What does fat storage have to do with diabetes?  In my view, the amount of fat your body can store is a critical factor in whether or not you might develop diabetes. Your fat storage capacity is critical because in our modern diets, most people are consuming as much as 50% of their food energy in the form of complex carbohydrates, especially grains and grain-flour products.

These carbs break down during digestion into large numbers of glucose molecules. The liver can store 120 grams of glucose at a time, and it releases the remainder of glucose into your bloodstream for your body’s cells to burn and convert to ATP, which powers cellular functions.

However, whatever glucose your cells don’t consume within hours of eating is converted in the liver into triglycerides, also known as fat, which are sent to be stored in your fat cells. Here’s where your fat storage capacity comes into play. If you have filled your fat cells over time, and they are completely full, there is nowhere for those triglycerides to be stored. However, in preparation for storage, the triglycerides were further broken down into fatty acids, which flood your bloodstream and are now used by muscle cells as their fuel to produce ATP rather than glucose.

The burning of fatty acids by muscle cells is a normal body metabolism that occurs when your body has run out of glucose between meals or if you are exercising heavily.  But now, with your fat cells full, your blood has high levels of triglycerides and fatty acids, so for muscles the “fatty acid burn switch” becomes a constant condition.  The result: any glucose released from the liver is not needed by muscles, and remains in the bloodstream, thus high blood sugar.

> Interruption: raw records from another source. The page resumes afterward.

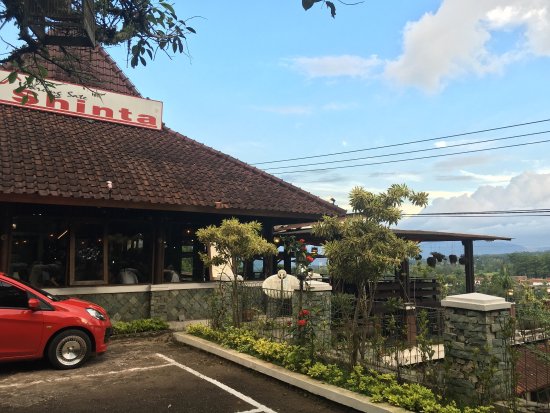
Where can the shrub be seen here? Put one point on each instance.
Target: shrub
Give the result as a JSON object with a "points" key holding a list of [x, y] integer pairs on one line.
{"points": [[380, 387], [139, 326]]}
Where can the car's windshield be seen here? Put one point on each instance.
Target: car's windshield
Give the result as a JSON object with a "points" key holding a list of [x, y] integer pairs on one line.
{"points": [[52, 297]]}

So, as this explanation shows, your genes determine your fat storage capacity which then plays a role in potentially triggering the fatty acid burn switch if your diet is high in carbohydrates and, little by little you fill your fat cells to capacity. This explanation helps understand why some ethnic groups are more prone to diabetes than others – their genetic inheritance reflects generations of genes that determine a tendency for less fat storage than other ethnic groups. This explanation also helps explain why some, but not all obese people become diabetic. In some obese people, they have filled up their fat storage, but in others, they still have more capacity to store fat.

So, as you can see, spouses or partners living together are not susceptible to diabetes by virtue of living with each other or eating the same foods. Their predisposition to diabetes has first to do with their genetic inheritance. Their diet may play a significant role in both people developing diabetes if they both tend to eat high carbohydrate diets full of grains and grain-flour products, but the susceptibility must come from their genetic makeup.